Global warming has been one of the biggest issues the whole world has been facing for the past decades. It is closely related to anthropogenic emissions of greenhouse gases (GHGs) and the effects of reducing emissions and increasing the carbon fixation capability. China, as a large country with rapid economic and social development, has a major share in both GHG emissions and carbon fixation. During 2011–15, a "Strategic Scientific Pioneering Program of the Chinese Academy of Sciences (CAS)" was conducted to study the carbon budget and climate change. A special issue on some of the Program’s outcome is published in early July by Advances in Atmospheric Sciences (AAS).
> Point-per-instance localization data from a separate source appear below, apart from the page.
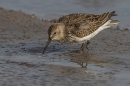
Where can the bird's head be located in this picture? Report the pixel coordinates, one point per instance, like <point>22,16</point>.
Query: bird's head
<point>55,32</point>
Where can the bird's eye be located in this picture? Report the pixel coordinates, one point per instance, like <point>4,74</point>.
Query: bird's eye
<point>54,33</point>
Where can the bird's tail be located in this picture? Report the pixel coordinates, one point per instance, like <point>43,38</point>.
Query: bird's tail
<point>113,23</point>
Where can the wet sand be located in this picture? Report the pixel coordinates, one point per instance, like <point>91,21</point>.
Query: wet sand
<point>22,38</point>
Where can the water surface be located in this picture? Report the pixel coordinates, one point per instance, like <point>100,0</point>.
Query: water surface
<point>49,9</point>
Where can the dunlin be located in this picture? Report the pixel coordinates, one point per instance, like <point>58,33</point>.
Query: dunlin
<point>79,28</point>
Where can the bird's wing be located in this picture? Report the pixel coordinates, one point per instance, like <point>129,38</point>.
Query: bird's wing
<point>84,24</point>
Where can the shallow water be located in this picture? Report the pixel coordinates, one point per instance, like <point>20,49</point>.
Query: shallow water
<point>49,9</point>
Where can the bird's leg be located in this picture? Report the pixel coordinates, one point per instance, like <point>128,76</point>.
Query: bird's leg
<point>87,43</point>
<point>81,48</point>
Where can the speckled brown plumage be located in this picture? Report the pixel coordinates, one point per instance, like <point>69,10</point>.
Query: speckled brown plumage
<point>73,22</point>
<point>79,28</point>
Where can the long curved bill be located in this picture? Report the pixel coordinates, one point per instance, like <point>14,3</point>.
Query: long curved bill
<point>48,42</point>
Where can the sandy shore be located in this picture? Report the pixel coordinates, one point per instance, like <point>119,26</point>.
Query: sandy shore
<point>22,38</point>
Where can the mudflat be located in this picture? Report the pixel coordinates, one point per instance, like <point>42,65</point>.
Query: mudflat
<point>23,37</point>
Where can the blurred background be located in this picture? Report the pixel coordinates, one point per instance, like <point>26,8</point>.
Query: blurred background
<point>51,9</point>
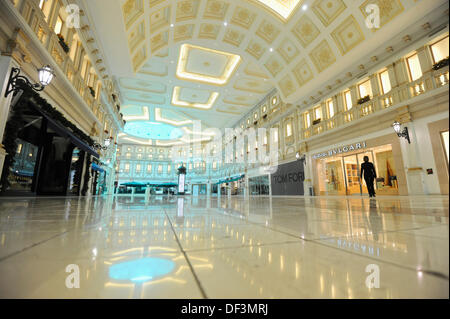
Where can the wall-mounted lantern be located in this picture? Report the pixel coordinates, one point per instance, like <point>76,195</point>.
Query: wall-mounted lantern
<point>45,75</point>
<point>401,133</point>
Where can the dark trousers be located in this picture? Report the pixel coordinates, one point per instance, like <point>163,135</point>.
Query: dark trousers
<point>370,186</point>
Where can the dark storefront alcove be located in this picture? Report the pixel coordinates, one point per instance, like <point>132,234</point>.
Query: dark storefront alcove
<point>46,156</point>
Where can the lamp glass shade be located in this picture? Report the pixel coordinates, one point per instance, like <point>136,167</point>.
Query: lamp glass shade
<point>45,75</point>
<point>397,127</point>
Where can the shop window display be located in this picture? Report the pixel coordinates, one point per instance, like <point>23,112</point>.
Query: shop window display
<point>340,175</point>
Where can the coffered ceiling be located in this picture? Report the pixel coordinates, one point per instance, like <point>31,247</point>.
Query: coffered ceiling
<point>212,60</point>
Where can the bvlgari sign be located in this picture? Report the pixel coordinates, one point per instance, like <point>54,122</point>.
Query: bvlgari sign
<point>341,150</point>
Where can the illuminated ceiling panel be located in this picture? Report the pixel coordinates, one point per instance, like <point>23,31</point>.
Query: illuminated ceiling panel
<point>152,130</point>
<point>206,65</point>
<point>281,8</point>
<point>176,100</point>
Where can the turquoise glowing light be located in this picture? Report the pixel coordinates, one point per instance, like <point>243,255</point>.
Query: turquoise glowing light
<point>152,130</point>
<point>141,270</point>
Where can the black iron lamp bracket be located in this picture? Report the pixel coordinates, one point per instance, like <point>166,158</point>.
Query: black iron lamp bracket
<point>98,146</point>
<point>405,134</point>
<point>14,83</point>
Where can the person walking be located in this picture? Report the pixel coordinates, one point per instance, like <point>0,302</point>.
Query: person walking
<point>368,169</point>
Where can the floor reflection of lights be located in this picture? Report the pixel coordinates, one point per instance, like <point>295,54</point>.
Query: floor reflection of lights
<point>133,268</point>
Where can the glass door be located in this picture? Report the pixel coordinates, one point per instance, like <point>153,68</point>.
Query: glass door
<point>351,169</point>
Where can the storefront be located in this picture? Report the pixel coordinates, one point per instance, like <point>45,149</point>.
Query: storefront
<point>259,185</point>
<point>47,155</point>
<point>288,179</point>
<point>439,138</point>
<point>235,185</point>
<point>337,170</point>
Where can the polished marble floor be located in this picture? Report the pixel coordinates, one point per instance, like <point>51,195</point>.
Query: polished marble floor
<point>199,247</point>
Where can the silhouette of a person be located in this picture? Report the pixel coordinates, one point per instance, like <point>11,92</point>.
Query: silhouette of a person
<point>368,169</point>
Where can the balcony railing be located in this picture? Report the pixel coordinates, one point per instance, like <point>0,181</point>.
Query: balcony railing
<point>428,82</point>
<point>35,18</point>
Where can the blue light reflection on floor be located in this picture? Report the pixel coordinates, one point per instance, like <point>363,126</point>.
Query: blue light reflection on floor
<point>141,270</point>
<point>152,130</point>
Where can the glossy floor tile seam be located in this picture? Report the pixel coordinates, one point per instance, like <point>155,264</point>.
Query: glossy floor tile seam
<point>405,267</point>
<point>318,241</point>
<point>186,257</point>
<point>34,245</point>
<point>194,250</point>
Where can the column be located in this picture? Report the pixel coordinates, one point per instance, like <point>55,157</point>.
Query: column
<point>415,174</point>
<point>6,63</point>
<point>147,193</point>
<point>246,188</point>
<point>270,187</point>
<point>208,189</point>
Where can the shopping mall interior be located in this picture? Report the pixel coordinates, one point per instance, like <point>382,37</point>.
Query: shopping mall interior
<point>224,149</point>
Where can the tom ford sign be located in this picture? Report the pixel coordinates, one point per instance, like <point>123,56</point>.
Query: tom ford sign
<point>288,179</point>
<point>341,150</point>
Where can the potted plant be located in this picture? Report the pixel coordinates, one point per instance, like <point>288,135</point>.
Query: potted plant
<point>92,91</point>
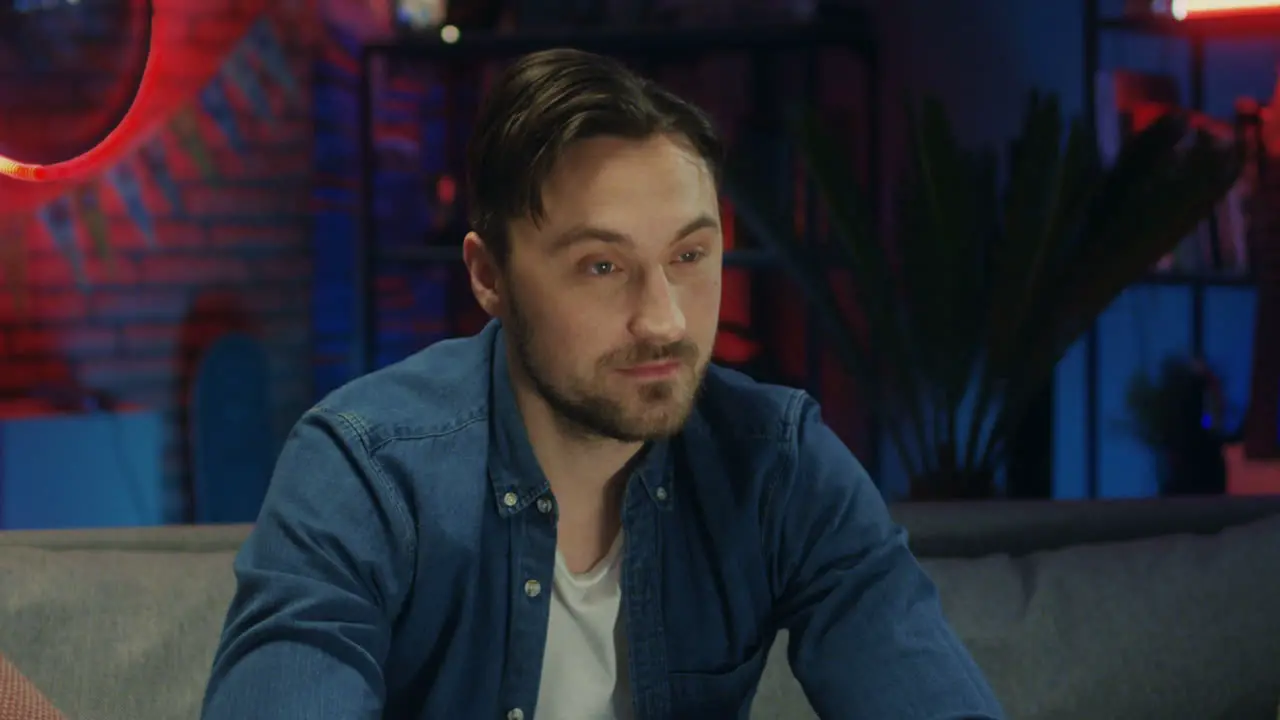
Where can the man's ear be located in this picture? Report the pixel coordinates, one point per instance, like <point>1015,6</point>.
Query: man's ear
<point>484,272</point>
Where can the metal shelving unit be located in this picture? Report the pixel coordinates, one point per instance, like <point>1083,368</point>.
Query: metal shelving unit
<point>760,46</point>
<point>1197,33</point>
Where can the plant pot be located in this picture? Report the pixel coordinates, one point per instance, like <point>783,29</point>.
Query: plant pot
<point>942,486</point>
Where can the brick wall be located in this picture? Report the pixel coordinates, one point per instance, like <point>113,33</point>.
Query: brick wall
<point>236,255</point>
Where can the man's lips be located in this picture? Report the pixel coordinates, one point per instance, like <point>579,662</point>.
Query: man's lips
<point>650,370</point>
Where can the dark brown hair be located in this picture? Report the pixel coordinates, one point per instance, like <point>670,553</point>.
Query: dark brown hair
<point>548,100</point>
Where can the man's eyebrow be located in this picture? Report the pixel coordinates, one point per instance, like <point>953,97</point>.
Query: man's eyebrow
<point>585,232</point>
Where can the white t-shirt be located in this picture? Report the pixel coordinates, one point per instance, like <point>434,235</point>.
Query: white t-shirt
<point>585,661</point>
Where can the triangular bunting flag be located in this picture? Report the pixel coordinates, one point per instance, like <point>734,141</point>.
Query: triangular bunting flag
<point>186,128</point>
<point>214,100</point>
<point>156,163</point>
<point>88,206</point>
<point>60,224</point>
<point>265,45</point>
<point>124,181</point>
<point>242,74</point>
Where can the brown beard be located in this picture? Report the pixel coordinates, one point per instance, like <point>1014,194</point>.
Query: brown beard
<point>597,415</point>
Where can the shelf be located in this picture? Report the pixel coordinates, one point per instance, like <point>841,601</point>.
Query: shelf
<point>672,45</point>
<point>1258,27</point>
<point>750,259</point>
<point>1206,279</point>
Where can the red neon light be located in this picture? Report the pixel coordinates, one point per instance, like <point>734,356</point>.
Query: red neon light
<point>1191,9</point>
<point>88,160</point>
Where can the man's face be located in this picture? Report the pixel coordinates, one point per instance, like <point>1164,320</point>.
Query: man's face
<point>612,301</point>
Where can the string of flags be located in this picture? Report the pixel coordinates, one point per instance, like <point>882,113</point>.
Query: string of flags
<point>256,69</point>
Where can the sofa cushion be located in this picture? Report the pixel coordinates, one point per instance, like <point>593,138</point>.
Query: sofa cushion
<point>1173,627</point>
<point>114,634</point>
<point>19,698</point>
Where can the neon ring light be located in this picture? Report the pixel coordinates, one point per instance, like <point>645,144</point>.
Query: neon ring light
<point>97,132</point>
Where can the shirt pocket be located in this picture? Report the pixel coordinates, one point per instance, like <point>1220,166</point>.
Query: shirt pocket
<point>722,695</point>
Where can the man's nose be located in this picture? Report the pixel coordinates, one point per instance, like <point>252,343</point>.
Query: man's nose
<point>658,317</point>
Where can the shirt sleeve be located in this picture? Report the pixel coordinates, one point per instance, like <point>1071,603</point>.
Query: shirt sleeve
<point>868,637</point>
<point>319,583</point>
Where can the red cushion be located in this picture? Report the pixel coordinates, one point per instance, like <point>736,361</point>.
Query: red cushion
<point>19,700</point>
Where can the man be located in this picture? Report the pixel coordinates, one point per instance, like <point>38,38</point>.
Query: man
<point>574,514</point>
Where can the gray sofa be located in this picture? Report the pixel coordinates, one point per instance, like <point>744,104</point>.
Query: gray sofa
<point>1104,611</point>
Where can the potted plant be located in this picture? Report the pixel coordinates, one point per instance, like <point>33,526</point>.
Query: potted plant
<point>1178,415</point>
<point>987,279</point>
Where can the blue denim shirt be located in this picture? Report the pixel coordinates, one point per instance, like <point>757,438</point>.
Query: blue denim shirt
<point>402,563</point>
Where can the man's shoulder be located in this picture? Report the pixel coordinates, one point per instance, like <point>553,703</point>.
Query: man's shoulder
<point>740,408</point>
<point>433,392</point>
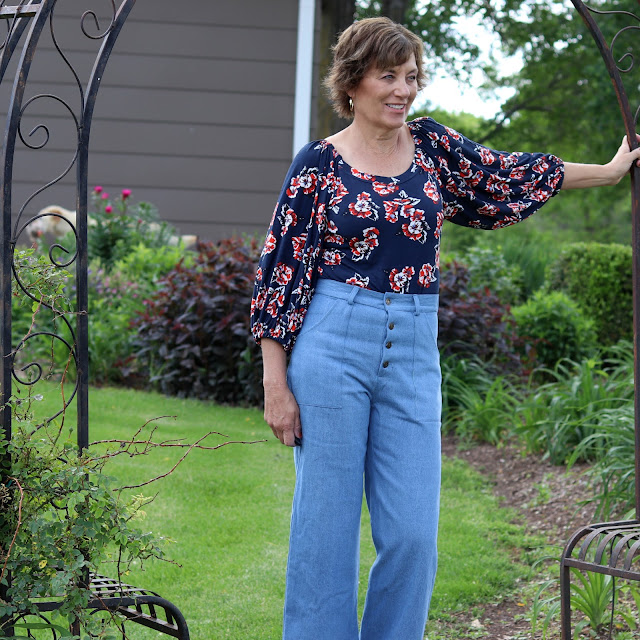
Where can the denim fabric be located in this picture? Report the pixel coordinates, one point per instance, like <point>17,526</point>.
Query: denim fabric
<point>365,372</point>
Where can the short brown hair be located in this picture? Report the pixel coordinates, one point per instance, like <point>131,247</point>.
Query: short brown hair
<point>373,42</point>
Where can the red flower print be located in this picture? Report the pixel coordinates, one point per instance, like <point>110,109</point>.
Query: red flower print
<point>364,207</point>
<point>358,281</point>
<point>306,180</point>
<point>486,157</point>
<point>261,298</point>
<point>295,320</point>
<point>269,244</point>
<point>557,176</point>
<point>433,136</point>
<point>453,187</point>
<point>391,211</point>
<point>539,195</point>
<point>423,161</point>
<point>384,188</point>
<point>508,161</point>
<point>427,275</point>
<point>488,209</point>
<point>518,207</point>
<point>518,173</point>
<point>416,230</point>
<point>332,234</point>
<point>298,243</point>
<point>454,134</point>
<point>332,257</point>
<point>451,209</point>
<point>541,165</point>
<point>287,218</point>
<point>277,301</point>
<point>400,280</point>
<point>362,249</point>
<point>431,191</point>
<point>497,184</point>
<point>283,273</point>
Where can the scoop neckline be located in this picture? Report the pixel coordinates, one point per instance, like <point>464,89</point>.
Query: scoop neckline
<point>370,177</point>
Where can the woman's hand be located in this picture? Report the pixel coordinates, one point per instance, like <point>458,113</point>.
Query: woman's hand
<point>281,410</point>
<point>582,176</point>
<point>622,161</point>
<point>281,413</point>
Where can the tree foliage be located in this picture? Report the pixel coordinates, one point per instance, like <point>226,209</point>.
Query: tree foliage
<point>563,101</point>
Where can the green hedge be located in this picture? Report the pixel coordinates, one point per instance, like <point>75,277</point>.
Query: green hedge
<point>554,326</point>
<point>598,277</point>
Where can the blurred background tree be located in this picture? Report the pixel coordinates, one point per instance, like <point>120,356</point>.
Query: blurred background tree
<point>562,100</point>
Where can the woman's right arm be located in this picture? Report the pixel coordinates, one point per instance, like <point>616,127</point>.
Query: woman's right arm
<point>280,407</point>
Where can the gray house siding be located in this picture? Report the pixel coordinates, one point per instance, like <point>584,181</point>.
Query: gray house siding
<point>194,114</point>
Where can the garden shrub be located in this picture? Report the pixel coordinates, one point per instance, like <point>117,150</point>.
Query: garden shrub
<point>118,226</point>
<point>193,336</point>
<point>555,328</point>
<point>475,323</point>
<point>489,270</point>
<point>115,298</point>
<point>598,277</point>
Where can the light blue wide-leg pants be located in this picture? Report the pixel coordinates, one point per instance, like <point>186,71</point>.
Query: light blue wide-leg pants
<point>365,371</point>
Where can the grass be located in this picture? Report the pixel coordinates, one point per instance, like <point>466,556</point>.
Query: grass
<point>228,513</point>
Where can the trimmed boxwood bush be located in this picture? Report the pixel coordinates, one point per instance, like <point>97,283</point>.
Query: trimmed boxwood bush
<point>193,336</point>
<point>555,328</point>
<point>475,323</point>
<point>598,277</point>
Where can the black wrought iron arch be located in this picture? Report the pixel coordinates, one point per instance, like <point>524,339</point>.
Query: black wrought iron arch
<point>612,548</point>
<point>26,21</point>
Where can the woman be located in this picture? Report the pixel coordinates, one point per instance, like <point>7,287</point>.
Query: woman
<point>352,251</point>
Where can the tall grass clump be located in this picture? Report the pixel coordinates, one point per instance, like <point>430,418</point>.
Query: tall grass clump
<point>562,418</point>
<point>598,277</point>
<point>477,406</point>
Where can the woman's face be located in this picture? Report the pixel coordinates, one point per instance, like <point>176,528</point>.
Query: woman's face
<point>384,96</point>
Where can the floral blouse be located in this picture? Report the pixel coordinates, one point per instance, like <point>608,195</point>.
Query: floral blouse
<point>380,233</point>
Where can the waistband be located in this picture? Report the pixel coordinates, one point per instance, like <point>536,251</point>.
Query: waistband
<point>398,301</point>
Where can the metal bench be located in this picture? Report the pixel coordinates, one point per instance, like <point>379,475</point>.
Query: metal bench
<point>27,21</point>
<point>612,548</point>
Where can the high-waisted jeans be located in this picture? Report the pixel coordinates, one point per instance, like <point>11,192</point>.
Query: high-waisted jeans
<point>365,372</point>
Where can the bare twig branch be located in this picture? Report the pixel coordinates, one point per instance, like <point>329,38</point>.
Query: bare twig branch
<point>15,533</point>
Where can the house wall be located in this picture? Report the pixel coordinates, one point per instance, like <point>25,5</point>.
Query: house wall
<point>194,113</point>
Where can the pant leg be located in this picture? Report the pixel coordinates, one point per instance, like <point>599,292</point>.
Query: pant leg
<point>402,480</point>
<point>321,597</point>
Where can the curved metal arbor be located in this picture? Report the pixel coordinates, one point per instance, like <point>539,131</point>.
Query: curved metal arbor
<point>27,21</point>
<point>612,548</point>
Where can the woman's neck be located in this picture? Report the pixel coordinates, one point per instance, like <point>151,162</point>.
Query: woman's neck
<point>384,153</point>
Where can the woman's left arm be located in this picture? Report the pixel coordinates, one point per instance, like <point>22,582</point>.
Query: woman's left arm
<point>583,176</point>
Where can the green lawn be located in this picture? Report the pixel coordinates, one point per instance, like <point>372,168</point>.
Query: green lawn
<point>228,514</point>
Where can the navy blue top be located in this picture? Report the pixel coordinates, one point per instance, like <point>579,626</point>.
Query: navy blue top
<point>381,233</point>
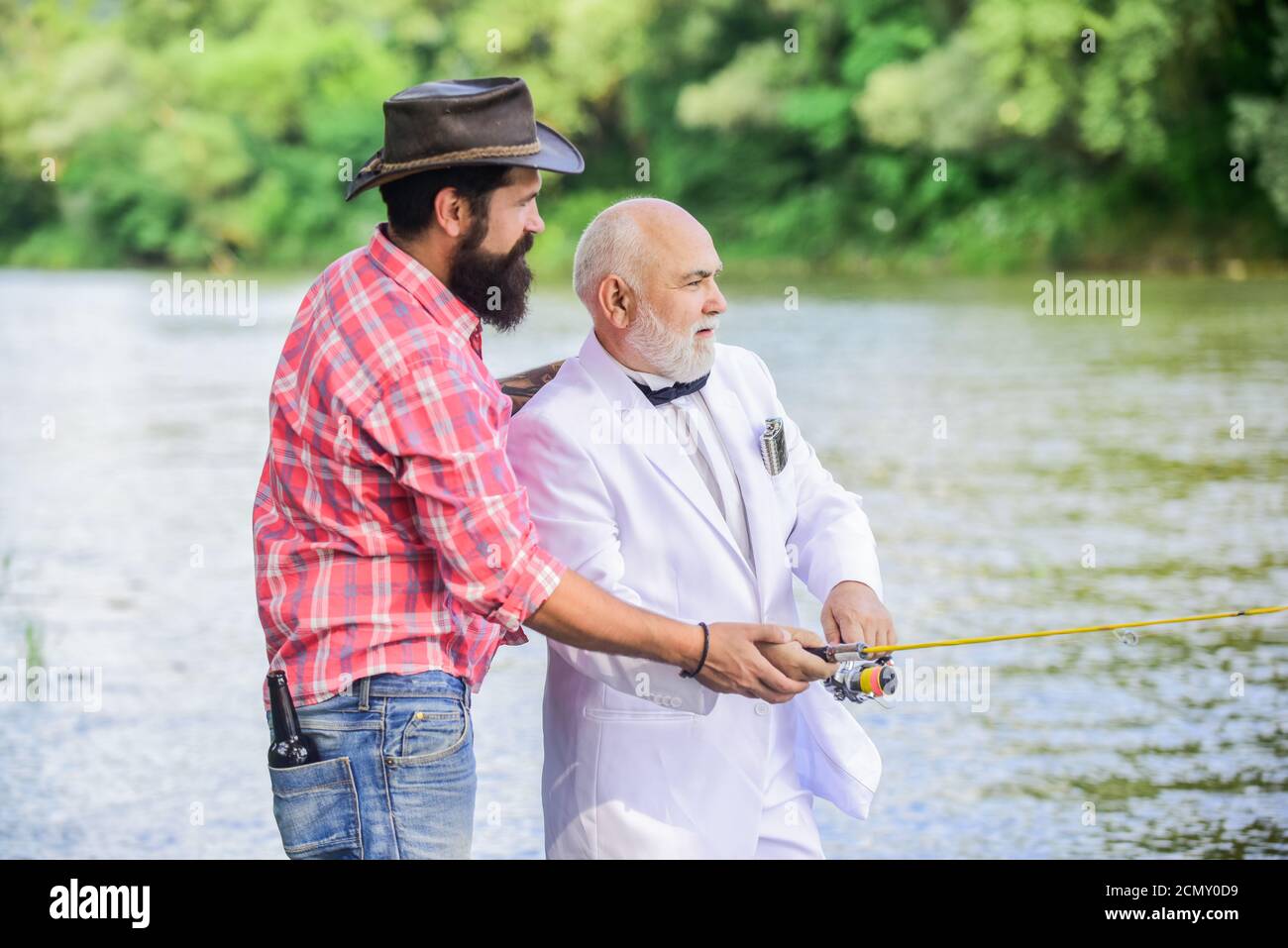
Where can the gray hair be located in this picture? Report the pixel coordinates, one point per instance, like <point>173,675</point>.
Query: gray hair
<point>612,244</point>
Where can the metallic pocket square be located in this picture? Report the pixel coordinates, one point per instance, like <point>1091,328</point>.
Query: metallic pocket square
<point>773,446</point>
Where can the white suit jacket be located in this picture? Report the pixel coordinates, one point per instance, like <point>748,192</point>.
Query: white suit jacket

Under the framework of the 7,200 million Chinese yuan Program, about 50 CAS institutes, universities and other national ministries, comprising some 4000 scientists, investigated major questions including the accurate estimation of national anthropogenic GHG emissions, quantitative verification of the terrestrial carbon budget, the carbon sequestration rate and potential of increasing the carbon sink, techniques and technology of such an increase in China, and uncertainties regarding the relationship between future global warming scenarios and concentrations of GHGs.

The PI of the Program, Prof. Daren Lu from CAS Institute of Atmospheric Physics, also a member of CAS, said in the preface, "Up to the end of 2016, more than 2900 papers related to above projects had been published in international and domestic scientific journals…papers in present special issue supply the further understanding of the climate change related natural and anthropogenic influences." 

 

The cover of the special issue features the global carbon flux as measured from space (Image by AAS)

The AAS Special Issue on carbon budget program consists of eight papers on various topics, including aerosols and their radiative forcing, airborne observations of aerosols, CCN, and cloud–aerosol interaction, and the monitoring of CO2 from space.